Londres, 15 Set 2016 (AFP) - O governo britânico aprovou finalmente a construção de uma central nuclear em Hinkley Point, sudoeste do país, cuja paralisação em julho provocou surpresa na França e tensão com a China, dois países envolvidos no projeto.

A construção será liderada pela empresa francesa de energia EDF, com um terço de capital chinês, o que havia provocado grande receio no Reino Unido.

Esta é a primeira central nuclear construída em território britânico desde 1995.

"Decidimos seguir adiante com a primeira central nuclear em uma geração", afirma o secretário de Negócios Greg Clark em um comunicado, no qual promete a adoção de medidas adicionais para melhorar a segurança, uma das principais inquietações provocadas pelo governo.

Apesar da direção da empresa estatal francesa EDF ter aprovado a participação em Hinkley Point, no sudoeste do Reino Unido, o novo governo britânico da primeira-ministra Theresa May anunciou no final de julho que precisava de tempo para "examinar cuidadosamente" o projeto e estabeleceu prazo até outubro.

A construção, que terá custo de 18 bilhões de libras (23,6 bilhões de dólares), tem forte apoio do governo francês, que possui 85% da EDF, mas também inclui investimentos do grupo chinês CGN, que ficará responsável por um terço do capital.

- Temor de que Pequim controle o interruptor -O envolvimento chinês era visto como uma ameaça à segurança britânica por alguns setores.

"É incompreensível que Londres tenha permitido a participação de empresas estatais chinesas que permitirão a Pequim paralisar a seu desejo a produção energética britânica", chegou a declarar no ano passado Nick Timothy, o principal assessor de Theresa May.

No anúncio desta quinta-feira, o secretário Clark garantiu que serão introduzidas uma "série de medidas para reforçar a segurança e garantir que Hinkley não pode mudar de mãos sem a aprovação do governo".

Em um comunicado separado, o governo afirma que existia uma "acordo revisado com a EDF" e que serão aprovadas novas leis para controlar a participação estrangeira em infraestruturas estratégicas.

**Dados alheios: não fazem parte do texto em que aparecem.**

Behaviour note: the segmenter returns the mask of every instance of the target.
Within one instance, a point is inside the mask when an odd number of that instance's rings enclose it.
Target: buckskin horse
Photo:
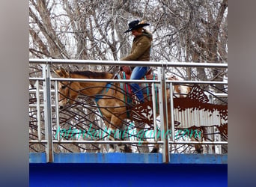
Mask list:
[[[55,70],[55,73],[61,78],[71,78],[71,79],[112,79],[115,78],[115,75],[106,72],[92,72],[92,71],[73,71],[67,72],[64,68],[61,67],[60,70]],[[127,91],[124,91],[124,85],[121,82],[59,82],[58,92],[59,100],[58,106],[61,109],[67,105],[67,103],[73,104],[76,98],[79,95],[86,95],[94,99],[97,107],[100,108],[100,113],[103,120],[106,125],[110,132],[115,132],[117,129],[121,129],[122,122],[124,119],[129,119],[132,120],[138,120],[139,117],[131,114],[132,111],[138,108],[144,108],[144,112],[148,111],[148,107],[152,108],[153,102],[150,99],[150,96],[147,94],[144,95],[146,100],[144,103],[134,104],[129,103],[128,100],[130,99],[130,96],[127,94]],[[174,88],[178,91],[179,88]],[[156,96],[156,101],[158,99],[158,94]],[[168,114],[170,114],[171,108],[169,104],[170,93],[169,89],[166,89],[167,96],[167,105]],[[158,103],[156,103],[158,105]],[[157,115],[159,115],[159,110]],[[147,112],[147,111],[146,111]],[[135,112],[137,114],[137,112]],[[138,114],[140,112],[138,112]],[[145,116],[144,114],[144,116]],[[148,117],[148,114],[146,114]],[[171,115],[168,115],[168,126],[171,126]],[[153,114],[150,115],[150,119],[144,117],[138,120],[138,122],[144,122],[144,123],[153,124]],[[150,125],[150,124],[149,124]],[[109,139],[114,141],[113,136],[109,136]],[[156,149],[156,151],[158,150]],[[131,152],[127,145],[124,145],[125,152]],[[156,151],[154,149],[154,151]],[[109,152],[114,152],[114,145],[109,145]]]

"Os poderes legais existentes e o novo marco legal significarão que o governo pode intervir na venda da participação da EDF uma vez que Hinkley esteja operacional", completa a nota oficial.

May informou pessoalmente na quarta-feira ao presidente francês, François Hollande, sobre a aprovação do governo, indicou o governo de Paris.

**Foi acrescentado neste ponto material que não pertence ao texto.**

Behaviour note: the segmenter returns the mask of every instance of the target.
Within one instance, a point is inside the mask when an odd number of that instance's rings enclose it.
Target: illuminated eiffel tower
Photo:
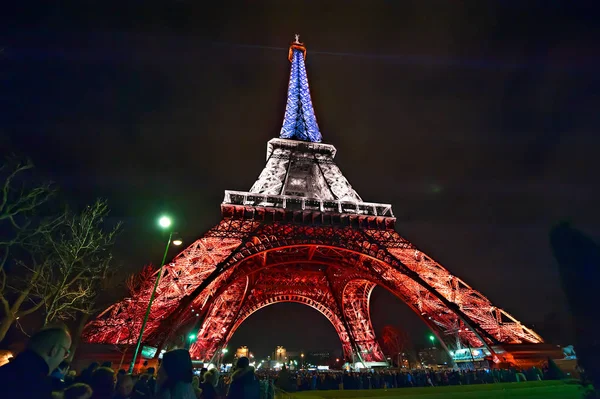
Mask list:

Os reatores devem cobrir 7% das necessidades de energia elétrica do país e ajudarão o Reino Unido a combater a mudança climática, afirmam as autoridades.

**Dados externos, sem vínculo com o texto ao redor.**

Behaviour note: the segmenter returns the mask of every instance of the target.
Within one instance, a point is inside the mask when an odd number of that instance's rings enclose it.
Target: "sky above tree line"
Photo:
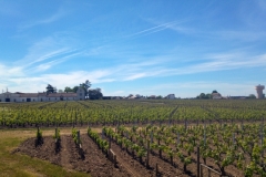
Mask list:
[[[0,0],[0,88],[90,80],[103,95],[255,94],[265,0]]]

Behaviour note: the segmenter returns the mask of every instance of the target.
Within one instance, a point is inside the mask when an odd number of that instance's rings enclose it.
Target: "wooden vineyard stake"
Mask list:
[[[150,140],[147,140],[146,168],[149,168],[149,160],[150,160]]]
[[[206,123],[204,122],[204,146],[206,146]]]
[[[200,168],[201,168],[201,163],[200,163],[200,147],[197,146],[197,177],[200,177]]]
[[[153,132],[150,134],[151,143],[153,143]]]
[[[177,132],[177,139],[176,139],[177,145],[180,144],[180,133]]]
[[[186,131],[186,128],[187,128],[187,119],[185,119],[185,131]]]
[[[111,149],[111,136],[109,136],[109,150]]]
[[[114,163],[114,167],[116,168],[116,167],[117,167],[116,155],[114,155],[114,160],[113,160],[113,163]]]

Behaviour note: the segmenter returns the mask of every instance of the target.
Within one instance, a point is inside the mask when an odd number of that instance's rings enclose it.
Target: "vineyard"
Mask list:
[[[266,176],[263,100],[0,106],[1,128],[37,129],[19,152],[92,176]],[[42,136],[49,127],[53,137]],[[62,127],[71,136],[60,135]]]

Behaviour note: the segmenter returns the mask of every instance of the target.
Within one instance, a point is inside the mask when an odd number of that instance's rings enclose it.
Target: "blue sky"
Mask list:
[[[104,95],[255,94],[265,19],[265,0],[0,0],[0,88],[90,80]]]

- Oposição popular -O projeto, no entanto, enfrenta uma forte oposição popular e nesta quinta-feira May receberá um manifesto com 300.000 assinaturas reunidas pela organização ecologista Greenpeace.

"Os consumidores percebem que é um projeto que não pode ser construído, requer grandes subsídios e vai gerar eletricidade muito cara para seu uso", afirma em um comunicado Sue Aubrey, porta-voz da plataforma Stop Hinkley.

O temor da energia nuclear aumentou com a tragédia de a central atómica japonesa de Fukushima, en 2011.

"Os delírios nucleares do governo tentam frear a revolução da energia renovável que está acontecendo em todo o mundo", afirmou Aubrey.